There are two boxes on top of each other. The bottom box is dragged right by a constant force. What is the direction of friction of the top box against the bottom box?
Think of it like this and you will never be confused:
Friction always tries to keep the two objects together.
This regards both static and kinetic friction ($f_s$ and $f_k$) .
If something is sliding to the right over asphalt (kinetic friction), friction will try to stop this relative motion, and hold the object and the asphalt together. So $f_k$ will act to the left on the object and to the right on the asphalt.
If one box is on top of another as your example (static friction) and the bottommost speeds up to the right, then the uppermost has to be dragged by friction in the same direction in order for them to stay together. $f_s$ pulls right on the uppermost object and to the left on the bottommost object.
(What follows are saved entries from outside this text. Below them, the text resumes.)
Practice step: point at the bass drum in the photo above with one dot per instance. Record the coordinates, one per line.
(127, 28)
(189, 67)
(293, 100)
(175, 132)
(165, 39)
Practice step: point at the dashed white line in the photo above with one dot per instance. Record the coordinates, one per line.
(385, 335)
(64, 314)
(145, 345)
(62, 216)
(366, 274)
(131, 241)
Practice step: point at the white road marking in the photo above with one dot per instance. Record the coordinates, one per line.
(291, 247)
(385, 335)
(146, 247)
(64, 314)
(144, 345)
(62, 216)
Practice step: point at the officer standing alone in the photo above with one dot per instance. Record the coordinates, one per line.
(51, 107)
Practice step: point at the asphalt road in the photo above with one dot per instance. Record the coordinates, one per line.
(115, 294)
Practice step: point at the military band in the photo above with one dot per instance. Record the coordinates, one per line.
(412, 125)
Obviously the friction on the top box will be along the direction of force(because of which the top box moves) and friction on the bottom box will be opposite to the force.
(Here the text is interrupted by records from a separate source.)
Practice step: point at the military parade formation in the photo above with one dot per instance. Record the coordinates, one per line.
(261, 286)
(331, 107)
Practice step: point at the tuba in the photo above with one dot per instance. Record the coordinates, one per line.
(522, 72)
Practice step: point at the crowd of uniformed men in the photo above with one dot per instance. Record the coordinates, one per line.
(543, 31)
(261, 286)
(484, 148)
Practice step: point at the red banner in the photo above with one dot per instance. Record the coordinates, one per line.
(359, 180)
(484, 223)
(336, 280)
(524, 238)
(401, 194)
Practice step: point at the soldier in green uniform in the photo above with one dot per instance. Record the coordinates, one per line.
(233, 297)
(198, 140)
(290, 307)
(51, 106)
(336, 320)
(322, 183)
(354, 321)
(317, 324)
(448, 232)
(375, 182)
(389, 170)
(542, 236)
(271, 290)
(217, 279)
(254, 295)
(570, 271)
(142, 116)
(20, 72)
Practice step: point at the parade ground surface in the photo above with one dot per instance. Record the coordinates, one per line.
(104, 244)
A kinetic friction force that acts on a body always has an opposite direction to that in which the body is moving. So, if you have a system Surface+Body A+Body B, where B is on top of A and A is moving to the right, both the surface and B will exert a friction force on A, pointing to the left. Moreover, according to Newton's third law, A will exert a friction force on both the surface and B, with opposite direction (that is, to the right).